È ora di riprendere in mano i Piani di Azioni Positive. Con l’introduzione dei GEP stiamo correndo il rischio di avviare negli enti pubblici dei percorsi paralleli, in cui documenti in gran parte simili attuano azioni che rischiano di sovrapporsi e limitarsi reciprocamente. Solo una visione chiara degli impatti che intendiamo ottenere in merito a parità di genere, rispetto delle diversità e inclusione (Equality, Diversity and Inclusion – EDI) ci permetterà di elaborare mappe dettagliate delle iniziative esistenti e di conseguenza valorizzarle e potenziarle.

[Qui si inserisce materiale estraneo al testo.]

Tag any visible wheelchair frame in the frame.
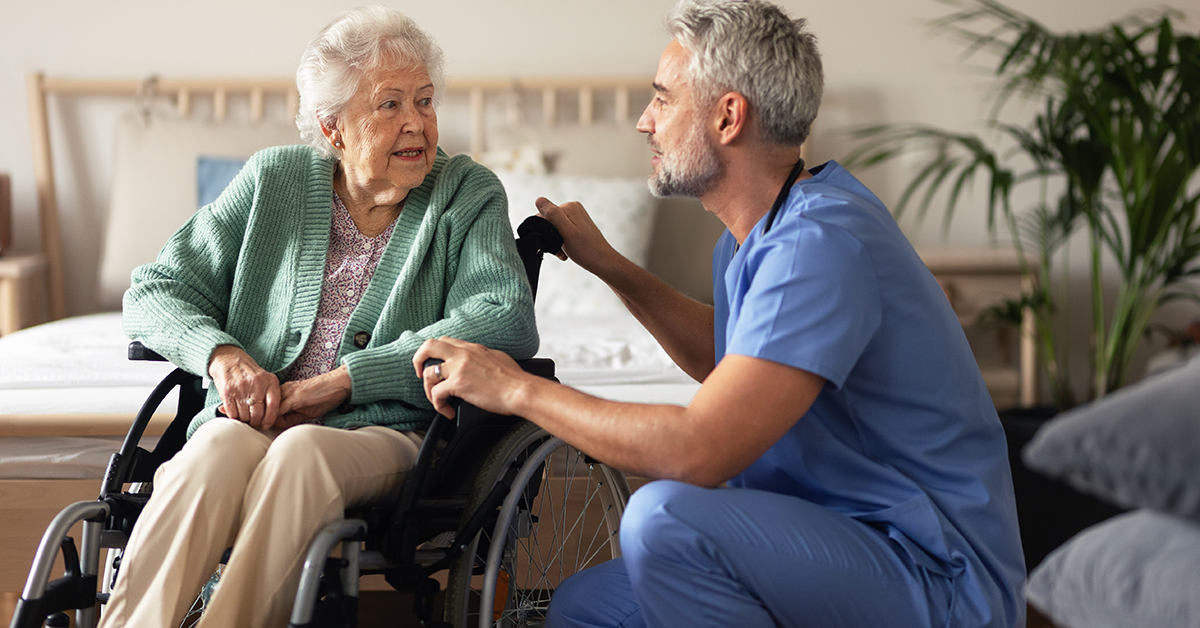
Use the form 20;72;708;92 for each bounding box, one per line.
11;216;629;628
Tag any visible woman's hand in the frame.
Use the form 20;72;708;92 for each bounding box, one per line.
534;198;620;275
275;366;352;431
413;336;534;419
209;345;281;430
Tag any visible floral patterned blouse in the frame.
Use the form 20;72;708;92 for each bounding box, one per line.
284;192;396;382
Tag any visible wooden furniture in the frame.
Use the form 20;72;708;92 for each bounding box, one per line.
0;255;46;336
0;73;652;607
918;247;1037;408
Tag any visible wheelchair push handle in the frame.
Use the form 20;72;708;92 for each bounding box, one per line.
421;358;462;412
508;216;563;298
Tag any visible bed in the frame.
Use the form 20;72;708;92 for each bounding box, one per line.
0;76;721;605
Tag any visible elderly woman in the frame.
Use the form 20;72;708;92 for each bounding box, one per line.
102;7;538;628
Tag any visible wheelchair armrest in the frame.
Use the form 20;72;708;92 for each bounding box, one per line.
128;340;167;361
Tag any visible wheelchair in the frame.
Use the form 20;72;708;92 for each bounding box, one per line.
11;216;629;628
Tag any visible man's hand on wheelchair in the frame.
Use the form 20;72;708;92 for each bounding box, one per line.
413;336;532;418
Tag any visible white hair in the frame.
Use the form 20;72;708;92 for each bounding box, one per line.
296;6;445;159
667;0;824;146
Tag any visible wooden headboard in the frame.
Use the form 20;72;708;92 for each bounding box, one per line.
28;73;653;319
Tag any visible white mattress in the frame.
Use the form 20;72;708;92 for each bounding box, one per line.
0;312;700;479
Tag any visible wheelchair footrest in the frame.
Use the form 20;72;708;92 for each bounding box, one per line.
12;537;97;628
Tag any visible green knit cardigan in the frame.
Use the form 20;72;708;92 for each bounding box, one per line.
124;146;538;437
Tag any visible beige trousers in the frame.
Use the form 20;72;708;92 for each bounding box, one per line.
100;418;420;628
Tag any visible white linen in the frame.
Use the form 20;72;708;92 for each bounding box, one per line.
0;312;174;391
0;312;700;479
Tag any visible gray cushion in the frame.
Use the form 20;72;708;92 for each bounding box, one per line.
1026;510;1200;628
1022;359;1200;520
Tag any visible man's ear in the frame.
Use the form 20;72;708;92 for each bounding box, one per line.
713;91;750;144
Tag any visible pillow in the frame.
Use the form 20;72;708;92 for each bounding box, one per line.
1022;359;1200;520
1026;510;1200;628
496;172;658;316
98;112;300;309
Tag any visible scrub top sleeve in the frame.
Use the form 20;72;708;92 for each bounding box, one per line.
726;219;882;388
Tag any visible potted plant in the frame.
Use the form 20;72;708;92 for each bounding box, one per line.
846;0;1200;409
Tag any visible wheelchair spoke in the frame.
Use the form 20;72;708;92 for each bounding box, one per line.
448;424;628;628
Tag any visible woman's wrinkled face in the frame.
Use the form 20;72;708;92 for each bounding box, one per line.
330;66;438;204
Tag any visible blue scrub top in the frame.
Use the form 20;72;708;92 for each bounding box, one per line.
713;162;1025;627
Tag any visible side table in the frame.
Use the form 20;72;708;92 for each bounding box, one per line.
917;247;1037;407
0;253;46;336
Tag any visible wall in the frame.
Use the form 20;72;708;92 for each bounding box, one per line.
0;0;1200;393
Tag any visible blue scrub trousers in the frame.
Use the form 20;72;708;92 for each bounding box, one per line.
548;482;952;628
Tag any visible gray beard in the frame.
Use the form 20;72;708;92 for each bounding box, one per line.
647;134;721;198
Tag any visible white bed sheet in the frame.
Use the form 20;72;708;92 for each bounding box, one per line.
0;312;700;479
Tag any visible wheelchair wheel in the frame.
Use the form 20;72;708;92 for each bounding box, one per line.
445;423;629;628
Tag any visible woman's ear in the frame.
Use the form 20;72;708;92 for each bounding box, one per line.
713;91;750;144
320;118;344;149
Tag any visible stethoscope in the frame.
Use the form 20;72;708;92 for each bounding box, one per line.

I GEP sono arrivati negli enti pubblici italiani anni dopo l’introduzione dei Comitati Unici di Garanzia (CUG), come sanno bene l’Unione Europea e l‘Istituto Europeo per la Parità di Genere (#EIGE). Le similitudini fra i GEP e i Piani di Azioni Positive, realizzati dai CUG, sono evidenti, ma non possiamo “svuotare” i PAP di azioni sulla parità di genere per trasferirle nei GEP. Inoltre, vi sono molti aspetti dei PAP che mostrano un approccio più moderno e inclusivo rispetto ai GEP, cosa da valorizzare e diffondere.
Inoltre esistono molte iniziative e figure professionali già consolidate negli enti pubblici e che non rientrano formalmente nei PAP e, ora, nei GEP. Una visione focalizzata sui GEP come strumento principale per la promozione della parità di genere rischia di offuscare altre iniziative. Una visione globale permetterebbe di rilanciare e valorizzare quanto ora rischia di perdere visibilità.
Ho condiviso su LinkedIn alcune riflessioni su questo tema, scaturite in incontri di formazione e aggiornamento di personale di enti pubblici. Il consenso è unanime, si tratta ora di avviare percorsi condivisi.